From the shadows of an unlit entrance, the Big L walked forward to the center of the stage. He did not take proud, quick steps, but humbly took the spot where Moshué has just stepped away for him. The applause and cheers were deafening, but with a gentle raise of his hand, the Big L silenced the thousands who surrounded him.
He spoke softly, with a sure smile, and an easy tone. "My friend the chief elder, it seems, would paint me as a god..." Again the crowds cheered, and again he raised his hand to silence them. "He would paint me as a god, but what I did, I did for love, not glory. Not for the love I might receive, for that love can come and go like a moon in the night sky. I did what I did, simply for that love which was in my own heart. I love my people, and you are all, 'my people.' My father said truly, that love unlived is lost. If I love and do not act that love out then my love is dead. My deeds, great or small, have been what I felt were those a man ought to do, who has true love in his heart. My children, a new home, a new world awaits you,”
At this a roar erupted from the crowd, and the Big L once more calmed the crowds with a wave of his hands. “I do not seek your praise for this. It is only what I felt was my duty to my people." His hand went up again, but this time even he could not silence the thunderous, grateful outpouring.

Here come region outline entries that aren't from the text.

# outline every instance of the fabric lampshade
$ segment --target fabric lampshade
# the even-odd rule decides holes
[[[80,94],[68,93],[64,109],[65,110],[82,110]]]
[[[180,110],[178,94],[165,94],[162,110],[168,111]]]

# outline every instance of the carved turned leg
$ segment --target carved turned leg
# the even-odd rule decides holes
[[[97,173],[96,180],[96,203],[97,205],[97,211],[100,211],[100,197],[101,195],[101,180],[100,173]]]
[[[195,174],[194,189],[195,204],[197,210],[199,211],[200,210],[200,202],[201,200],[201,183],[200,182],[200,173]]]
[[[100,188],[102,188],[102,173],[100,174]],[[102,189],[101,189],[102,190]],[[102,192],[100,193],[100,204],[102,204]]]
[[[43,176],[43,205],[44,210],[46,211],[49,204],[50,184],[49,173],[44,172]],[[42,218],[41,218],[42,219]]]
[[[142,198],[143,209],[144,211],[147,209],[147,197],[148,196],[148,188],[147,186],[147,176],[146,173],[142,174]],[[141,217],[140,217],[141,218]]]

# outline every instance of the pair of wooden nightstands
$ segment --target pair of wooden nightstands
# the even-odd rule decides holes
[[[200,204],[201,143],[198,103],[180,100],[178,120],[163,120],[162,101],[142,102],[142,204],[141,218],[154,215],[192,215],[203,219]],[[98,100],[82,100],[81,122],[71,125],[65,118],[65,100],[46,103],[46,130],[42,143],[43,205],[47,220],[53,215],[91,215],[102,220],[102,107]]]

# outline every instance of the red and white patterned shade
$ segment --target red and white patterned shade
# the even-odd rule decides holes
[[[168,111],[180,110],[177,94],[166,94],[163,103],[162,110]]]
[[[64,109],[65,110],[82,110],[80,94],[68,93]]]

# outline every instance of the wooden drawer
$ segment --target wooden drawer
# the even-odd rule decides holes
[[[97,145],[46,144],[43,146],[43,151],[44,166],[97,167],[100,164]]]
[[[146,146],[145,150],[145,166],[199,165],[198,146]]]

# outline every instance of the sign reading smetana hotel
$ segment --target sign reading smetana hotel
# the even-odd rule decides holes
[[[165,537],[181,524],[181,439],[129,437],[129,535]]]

Finally the applause died down, and the Big L spoke again, but this time he cast his eyes not out to the cheering balconies, but down to the rows around the foot of the stage.“There are several people here with us tonight,” his countenance was thoughtful as he spoke. “Several people to whom so long ago I entrusted all my possessions. In an exchange of good faith, as they trusted their futures in my hands, I asked that they take what was mine and care for it in my absence, that when I returned I might see it had been put to use and multiplied just as their trust in me has been fulfilled. So then, my dear friends, as I have now brought you the hope of a new world and a bright future, have you the gifts I gave you? Where are the gifts I placed in your care?”